His interest in studies of eugenics and homiculture led him to serve as a member of the Research Commission of the National League of Homiculture, hold the position of vice president of the Pan-American Office of Eugenics and Homiculture (1931), and serve as Official Delegate of the Government of Cuba to the Eugenics Conference held in the United States of North America.

He belonged to important foreign health institutions such as the American Association of Public Health (1912) and held high responsibilities in National and Latin American Medical Congresses.

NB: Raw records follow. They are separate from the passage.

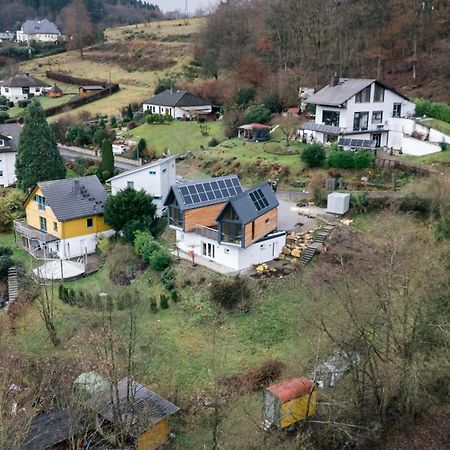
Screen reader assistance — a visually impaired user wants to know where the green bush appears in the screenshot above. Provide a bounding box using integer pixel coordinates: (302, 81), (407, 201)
(300, 144), (326, 167)
(159, 294), (169, 309)
(161, 268), (175, 291)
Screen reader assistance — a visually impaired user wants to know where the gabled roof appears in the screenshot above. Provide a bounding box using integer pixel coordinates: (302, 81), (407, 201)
(266, 377), (314, 403)
(0, 123), (22, 153)
(217, 182), (279, 225)
(164, 175), (242, 211)
(20, 409), (86, 450)
(106, 156), (175, 183)
(22, 19), (61, 34)
(25, 175), (107, 222)
(306, 78), (408, 106)
(144, 89), (211, 108)
(0, 73), (49, 87)
(88, 378), (180, 437)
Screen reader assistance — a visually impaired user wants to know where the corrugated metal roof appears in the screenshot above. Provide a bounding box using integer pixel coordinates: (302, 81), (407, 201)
(217, 182), (279, 225)
(144, 89), (211, 107)
(267, 377), (314, 403)
(21, 409), (86, 450)
(88, 378), (180, 436)
(22, 19), (61, 34)
(38, 175), (107, 222)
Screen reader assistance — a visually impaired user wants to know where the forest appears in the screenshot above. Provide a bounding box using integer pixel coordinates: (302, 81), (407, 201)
(196, 0), (450, 102)
(0, 0), (162, 30)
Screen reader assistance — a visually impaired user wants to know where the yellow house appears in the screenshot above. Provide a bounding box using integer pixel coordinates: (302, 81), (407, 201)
(14, 175), (112, 259)
(263, 377), (317, 429)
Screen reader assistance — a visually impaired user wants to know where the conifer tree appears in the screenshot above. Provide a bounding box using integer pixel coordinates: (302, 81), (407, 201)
(16, 100), (66, 191)
(101, 139), (114, 180)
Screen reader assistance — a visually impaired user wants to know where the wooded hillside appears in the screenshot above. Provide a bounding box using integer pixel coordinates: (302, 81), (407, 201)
(0, 0), (162, 30)
(197, 0), (450, 102)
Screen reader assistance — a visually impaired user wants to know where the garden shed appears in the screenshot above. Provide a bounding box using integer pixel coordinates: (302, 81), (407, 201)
(263, 377), (317, 429)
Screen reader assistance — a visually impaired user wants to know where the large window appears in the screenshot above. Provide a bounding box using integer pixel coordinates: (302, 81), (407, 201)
(322, 110), (339, 127)
(353, 112), (369, 131)
(373, 84), (384, 102)
(355, 86), (370, 103)
(372, 111), (383, 124)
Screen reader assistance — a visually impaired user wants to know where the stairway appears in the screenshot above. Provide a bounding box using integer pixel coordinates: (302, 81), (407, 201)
(8, 266), (19, 304)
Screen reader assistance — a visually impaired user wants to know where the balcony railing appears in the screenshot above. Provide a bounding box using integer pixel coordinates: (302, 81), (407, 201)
(14, 219), (59, 244)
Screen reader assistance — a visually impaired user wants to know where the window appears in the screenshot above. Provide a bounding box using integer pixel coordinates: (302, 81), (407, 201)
(353, 112), (369, 131)
(372, 111), (383, 123)
(39, 217), (47, 232)
(373, 84), (384, 102)
(322, 110), (340, 127)
(355, 86), (370, 103)
(392, 103), (402, 117)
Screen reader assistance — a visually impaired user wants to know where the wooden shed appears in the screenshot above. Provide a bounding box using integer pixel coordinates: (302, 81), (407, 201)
(263, 377), (317, 429)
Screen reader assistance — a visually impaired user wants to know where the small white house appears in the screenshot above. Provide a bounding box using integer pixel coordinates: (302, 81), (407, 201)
(16, 19), (62, 42)
(0, 73), (50, 103)
(303, 75), (415, 149)
(143, 87), (212, 119)
(164, 175), (286, 272)
(327, 192), (350, 215)
(0, 124), (22, 188)
(107, 156), (176, 216)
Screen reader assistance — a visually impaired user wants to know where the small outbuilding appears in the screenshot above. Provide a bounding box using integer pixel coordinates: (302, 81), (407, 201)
(327, 192), (350, 215)
(238, 123), (272, 141)
(263, 377), (317, 429)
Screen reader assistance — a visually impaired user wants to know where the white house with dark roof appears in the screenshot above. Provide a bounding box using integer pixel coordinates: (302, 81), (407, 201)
(0, 123), (22, 188)
(0, 73), (50, 103)
(303, 75), (415, 148)
(164, 175), (286, 272)
(16, 19), (62, 42)
(143, 87), (212, 119)
(107, 156), (176, 216)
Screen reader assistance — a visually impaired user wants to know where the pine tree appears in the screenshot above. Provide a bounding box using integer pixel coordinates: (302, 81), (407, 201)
(101, 139), (114, 180)
(16, 100), (66, 191)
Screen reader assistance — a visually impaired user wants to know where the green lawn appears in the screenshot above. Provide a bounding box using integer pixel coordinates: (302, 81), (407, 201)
(8, 94), (75, 117)
(128, 120), (225, 155)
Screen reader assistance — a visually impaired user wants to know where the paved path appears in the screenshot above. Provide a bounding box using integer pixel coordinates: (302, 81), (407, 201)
(58, 145), (137, 170)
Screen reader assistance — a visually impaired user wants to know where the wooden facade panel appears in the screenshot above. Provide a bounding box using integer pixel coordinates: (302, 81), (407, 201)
(184, 203), (225, 231)
(244, 208), (278, 247)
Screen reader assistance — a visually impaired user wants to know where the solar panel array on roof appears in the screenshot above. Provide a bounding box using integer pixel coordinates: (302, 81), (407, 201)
(249, 189), (269, 211)
(180, 178), (242, 206)
(338, 138), (376, 148)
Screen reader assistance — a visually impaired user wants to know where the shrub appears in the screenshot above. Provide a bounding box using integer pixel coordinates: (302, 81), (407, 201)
(150, 248), (172, 272)
(161, 268), (175, 291)
(245, 105), (272, 123)
(159, 294), (169, 309)
(208, 138), (220, 147)
(300, 144), (326, 167)
(210, 277), (250, 310)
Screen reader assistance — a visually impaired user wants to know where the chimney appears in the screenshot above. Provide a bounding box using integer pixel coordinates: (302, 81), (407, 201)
(330, 72), (339, 87)
(73, 180), (81, 197)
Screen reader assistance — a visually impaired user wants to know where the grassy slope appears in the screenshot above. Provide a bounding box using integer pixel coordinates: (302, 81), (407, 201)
(21, 18), (204, 120)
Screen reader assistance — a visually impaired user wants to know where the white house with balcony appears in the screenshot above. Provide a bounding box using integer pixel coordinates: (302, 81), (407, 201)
(303, 75), (415, 149)
(107, 156), (176, 217)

When the National Order of Merit Carlos J. Finlay was instituted by Presidential Decree on November 30, 1928, he was among the first group to whom it was awarded, in the superior rank of Grand Cross "for extraordinary services rendered generously and altruistically to the cause of Public Health and Charity," and in 1936 he was appointed a member of the Council of the Order.

With his death in Havana on December 7, 1937, the American Continent lost one of the highest exponents of its public health.